La diferencia importa: la primera es una medida aproximada de algo que pasó; la segunda, un pronóstico de algo que se supone que pasará. Usarlas en la misma frase da a la pérdida real y a la predicción la misma certeza. Ese es el error más común en este tipo de coberturas.
Los 600.000 de Nueva York es la más sólida de las tres, porque es una medida administrativa de alcance: el número de alumnos en los cursos afectados. Pero tampoco mide un efecto, solo el tamaño de la decisión. Lo que medirá el efecto es el informe previsto para abril de 2027.
Qué hacer en la práctica
Direcciones concretas desde los tres frentes:
- Descompón tu trabajo en tareas. "¿Sobrevivirá mi profesión?" no tiene respuesta; "¿qué seis horas de mi semana producen un resultado codificable?" sí.
- Aléjate del trabajo pagado por volumen. Lo borrado en Nairobi era trabajo facturado por texto. Lo que queda es el trabajo con responsabilidad.
- Aprende la destreza básica antes que la herramienta. Aprender a usar la herramienta lleva semanas; aprender a juzgar su salida, años.
- Para quien contrata: exigir competencias en IA es fácil, medirlas es difícil. "¿Cómo la usas?" separa al candidato que enumera herramientas del que audita resultados solo si el segundo puede dar un ejemplo concreto de un error que detectó.
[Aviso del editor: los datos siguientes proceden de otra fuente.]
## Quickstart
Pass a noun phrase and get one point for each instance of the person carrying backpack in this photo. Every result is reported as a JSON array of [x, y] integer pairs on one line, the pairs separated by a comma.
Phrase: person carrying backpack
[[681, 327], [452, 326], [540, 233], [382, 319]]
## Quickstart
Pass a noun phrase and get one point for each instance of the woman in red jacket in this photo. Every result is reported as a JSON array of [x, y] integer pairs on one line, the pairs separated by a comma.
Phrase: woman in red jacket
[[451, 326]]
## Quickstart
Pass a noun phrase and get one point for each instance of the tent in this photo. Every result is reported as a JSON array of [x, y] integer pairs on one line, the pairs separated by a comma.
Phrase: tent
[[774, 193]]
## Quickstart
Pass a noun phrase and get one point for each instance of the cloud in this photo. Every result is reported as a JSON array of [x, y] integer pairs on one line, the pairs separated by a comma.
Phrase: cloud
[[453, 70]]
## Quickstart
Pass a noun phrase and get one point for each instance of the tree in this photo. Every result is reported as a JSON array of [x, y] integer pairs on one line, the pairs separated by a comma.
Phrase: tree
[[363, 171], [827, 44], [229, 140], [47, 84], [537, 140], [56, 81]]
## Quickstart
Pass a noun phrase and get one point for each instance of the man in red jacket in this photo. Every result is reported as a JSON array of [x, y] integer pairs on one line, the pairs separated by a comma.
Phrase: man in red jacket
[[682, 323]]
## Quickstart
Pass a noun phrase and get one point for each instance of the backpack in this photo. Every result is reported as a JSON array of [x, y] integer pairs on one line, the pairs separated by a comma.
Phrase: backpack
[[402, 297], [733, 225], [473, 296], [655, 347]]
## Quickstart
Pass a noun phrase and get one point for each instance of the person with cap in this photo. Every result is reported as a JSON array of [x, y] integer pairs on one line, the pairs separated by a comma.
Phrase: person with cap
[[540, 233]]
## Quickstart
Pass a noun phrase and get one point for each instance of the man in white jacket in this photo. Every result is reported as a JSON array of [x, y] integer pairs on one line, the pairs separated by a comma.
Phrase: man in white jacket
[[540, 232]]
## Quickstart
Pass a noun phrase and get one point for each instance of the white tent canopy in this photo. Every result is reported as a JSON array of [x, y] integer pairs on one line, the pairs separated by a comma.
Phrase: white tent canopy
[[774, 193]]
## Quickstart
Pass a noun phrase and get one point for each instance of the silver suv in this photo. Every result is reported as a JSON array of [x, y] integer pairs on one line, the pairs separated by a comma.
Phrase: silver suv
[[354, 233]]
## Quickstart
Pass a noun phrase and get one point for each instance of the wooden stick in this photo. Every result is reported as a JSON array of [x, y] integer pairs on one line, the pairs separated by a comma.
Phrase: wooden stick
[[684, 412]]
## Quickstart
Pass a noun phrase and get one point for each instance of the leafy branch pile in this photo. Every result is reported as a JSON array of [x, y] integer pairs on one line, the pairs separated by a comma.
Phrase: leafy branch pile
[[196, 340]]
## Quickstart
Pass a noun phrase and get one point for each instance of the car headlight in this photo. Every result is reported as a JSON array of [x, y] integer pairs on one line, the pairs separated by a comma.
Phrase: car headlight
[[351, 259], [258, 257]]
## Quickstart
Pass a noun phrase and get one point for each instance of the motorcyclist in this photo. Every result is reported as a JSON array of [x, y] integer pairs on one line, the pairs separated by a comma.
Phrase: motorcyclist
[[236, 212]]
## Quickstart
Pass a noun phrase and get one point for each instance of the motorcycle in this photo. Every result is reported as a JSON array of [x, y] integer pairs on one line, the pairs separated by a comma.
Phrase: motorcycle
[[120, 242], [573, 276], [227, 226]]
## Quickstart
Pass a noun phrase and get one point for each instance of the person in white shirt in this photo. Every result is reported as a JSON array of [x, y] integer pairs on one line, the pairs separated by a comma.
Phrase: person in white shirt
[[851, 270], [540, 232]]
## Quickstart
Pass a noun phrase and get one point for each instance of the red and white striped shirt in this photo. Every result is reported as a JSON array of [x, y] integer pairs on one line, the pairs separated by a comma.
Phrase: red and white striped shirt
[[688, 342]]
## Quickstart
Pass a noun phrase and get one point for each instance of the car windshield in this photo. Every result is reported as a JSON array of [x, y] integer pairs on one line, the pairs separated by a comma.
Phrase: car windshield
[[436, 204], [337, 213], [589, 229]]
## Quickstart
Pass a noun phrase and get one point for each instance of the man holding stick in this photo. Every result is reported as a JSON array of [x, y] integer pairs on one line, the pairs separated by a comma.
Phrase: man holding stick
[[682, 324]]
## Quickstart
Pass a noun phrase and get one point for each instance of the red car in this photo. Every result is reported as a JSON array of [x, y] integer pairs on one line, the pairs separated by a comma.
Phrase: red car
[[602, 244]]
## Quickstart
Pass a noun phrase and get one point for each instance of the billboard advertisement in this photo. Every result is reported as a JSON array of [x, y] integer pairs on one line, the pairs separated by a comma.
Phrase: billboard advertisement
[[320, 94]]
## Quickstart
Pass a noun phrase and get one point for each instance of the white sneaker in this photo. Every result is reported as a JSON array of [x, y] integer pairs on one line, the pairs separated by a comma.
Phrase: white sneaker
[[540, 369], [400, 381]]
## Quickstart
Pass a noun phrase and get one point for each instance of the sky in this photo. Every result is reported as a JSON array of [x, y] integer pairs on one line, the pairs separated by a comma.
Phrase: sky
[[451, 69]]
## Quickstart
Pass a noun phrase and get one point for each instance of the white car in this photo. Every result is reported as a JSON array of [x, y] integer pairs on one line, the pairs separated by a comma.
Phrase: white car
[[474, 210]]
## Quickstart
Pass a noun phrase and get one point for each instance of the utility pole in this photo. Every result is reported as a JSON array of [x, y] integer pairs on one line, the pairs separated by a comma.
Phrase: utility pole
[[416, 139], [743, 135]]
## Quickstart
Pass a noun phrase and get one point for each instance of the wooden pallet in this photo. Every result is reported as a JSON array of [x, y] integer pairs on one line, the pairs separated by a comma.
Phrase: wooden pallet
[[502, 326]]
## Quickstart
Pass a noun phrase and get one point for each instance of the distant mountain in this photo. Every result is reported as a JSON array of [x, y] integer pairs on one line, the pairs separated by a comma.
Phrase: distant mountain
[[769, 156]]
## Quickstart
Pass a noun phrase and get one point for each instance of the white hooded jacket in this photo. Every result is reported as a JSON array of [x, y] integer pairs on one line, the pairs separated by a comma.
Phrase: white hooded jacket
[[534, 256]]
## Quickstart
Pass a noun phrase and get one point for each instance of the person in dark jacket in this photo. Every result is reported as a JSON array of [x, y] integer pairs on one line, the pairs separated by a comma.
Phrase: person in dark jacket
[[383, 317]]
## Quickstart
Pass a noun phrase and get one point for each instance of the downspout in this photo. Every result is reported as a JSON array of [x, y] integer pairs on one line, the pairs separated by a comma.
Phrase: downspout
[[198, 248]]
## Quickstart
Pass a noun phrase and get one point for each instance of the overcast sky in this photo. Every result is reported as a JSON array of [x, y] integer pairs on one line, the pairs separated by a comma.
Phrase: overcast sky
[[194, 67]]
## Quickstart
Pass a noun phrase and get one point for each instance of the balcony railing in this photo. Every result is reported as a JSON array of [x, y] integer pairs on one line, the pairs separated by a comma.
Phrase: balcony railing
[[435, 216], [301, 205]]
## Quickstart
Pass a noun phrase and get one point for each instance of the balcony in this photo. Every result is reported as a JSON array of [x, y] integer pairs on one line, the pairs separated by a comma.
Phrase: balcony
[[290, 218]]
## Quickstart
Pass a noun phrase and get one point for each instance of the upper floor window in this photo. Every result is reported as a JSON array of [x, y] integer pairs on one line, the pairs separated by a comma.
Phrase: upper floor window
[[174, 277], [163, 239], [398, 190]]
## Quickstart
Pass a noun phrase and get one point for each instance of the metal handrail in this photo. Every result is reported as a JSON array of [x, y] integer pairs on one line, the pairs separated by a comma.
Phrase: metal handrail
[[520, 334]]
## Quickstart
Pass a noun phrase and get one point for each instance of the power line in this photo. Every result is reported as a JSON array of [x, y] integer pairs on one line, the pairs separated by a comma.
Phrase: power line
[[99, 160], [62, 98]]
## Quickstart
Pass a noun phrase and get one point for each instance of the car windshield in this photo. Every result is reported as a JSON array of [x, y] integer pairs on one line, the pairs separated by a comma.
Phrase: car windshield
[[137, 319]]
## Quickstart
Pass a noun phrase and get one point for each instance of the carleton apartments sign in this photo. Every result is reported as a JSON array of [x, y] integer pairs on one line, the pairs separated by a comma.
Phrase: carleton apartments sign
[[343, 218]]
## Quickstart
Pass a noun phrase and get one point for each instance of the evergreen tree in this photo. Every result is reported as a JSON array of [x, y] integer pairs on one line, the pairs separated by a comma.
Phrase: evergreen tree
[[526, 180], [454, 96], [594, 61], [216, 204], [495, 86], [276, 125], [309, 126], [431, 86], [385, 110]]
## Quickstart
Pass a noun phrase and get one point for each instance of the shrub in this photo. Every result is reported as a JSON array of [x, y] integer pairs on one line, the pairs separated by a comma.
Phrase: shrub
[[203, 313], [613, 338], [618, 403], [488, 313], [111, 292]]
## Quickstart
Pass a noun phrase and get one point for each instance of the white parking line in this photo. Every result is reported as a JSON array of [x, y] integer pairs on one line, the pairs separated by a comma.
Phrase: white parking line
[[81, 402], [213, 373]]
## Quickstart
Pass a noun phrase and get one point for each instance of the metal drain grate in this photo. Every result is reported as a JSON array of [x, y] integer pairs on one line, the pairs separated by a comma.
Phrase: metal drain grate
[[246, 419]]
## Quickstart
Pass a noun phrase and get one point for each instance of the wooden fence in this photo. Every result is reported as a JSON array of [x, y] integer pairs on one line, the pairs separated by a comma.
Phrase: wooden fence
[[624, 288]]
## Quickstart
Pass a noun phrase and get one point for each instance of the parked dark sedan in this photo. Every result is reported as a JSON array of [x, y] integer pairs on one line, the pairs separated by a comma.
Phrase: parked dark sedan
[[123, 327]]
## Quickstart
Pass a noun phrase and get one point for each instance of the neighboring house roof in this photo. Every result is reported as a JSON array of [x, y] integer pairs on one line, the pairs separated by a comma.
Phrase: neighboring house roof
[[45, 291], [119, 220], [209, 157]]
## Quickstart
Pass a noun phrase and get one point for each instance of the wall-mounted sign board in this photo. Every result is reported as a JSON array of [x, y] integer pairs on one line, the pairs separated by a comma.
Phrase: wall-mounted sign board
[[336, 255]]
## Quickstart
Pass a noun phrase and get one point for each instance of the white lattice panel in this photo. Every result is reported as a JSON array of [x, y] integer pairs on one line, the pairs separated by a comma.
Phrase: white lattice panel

- Para las familias: el tercer camino entre prohibir y permitir es un acuerdo donde el uso se habla abiertamente. Que Nueva York permita a los docentes usar IA para preparar pero no para calificar traza exactamente esa línea.
En resumen
La advertencia de Teresios Bundi desde Nairobi resume los tres frentes: "La IA viene a por los banqueros, viene a por los contables, viene a por los ingenieros y vendrá a por los arquitectos. Viene a por todos".
El profesor de Oxford Mark Graham espera trastornos parecidos en todo el mundo. Pero la lección real del caso de Nairobi no es la velocidad sino el orden: primero se fue el trabajo de volumen, después se estrechó el escalón de entrada que lo alimentaba y al final quedó un empleo que limpia la salida del modelo. Ese orden vuelve más importante que nunca saber en qué escalón está uno.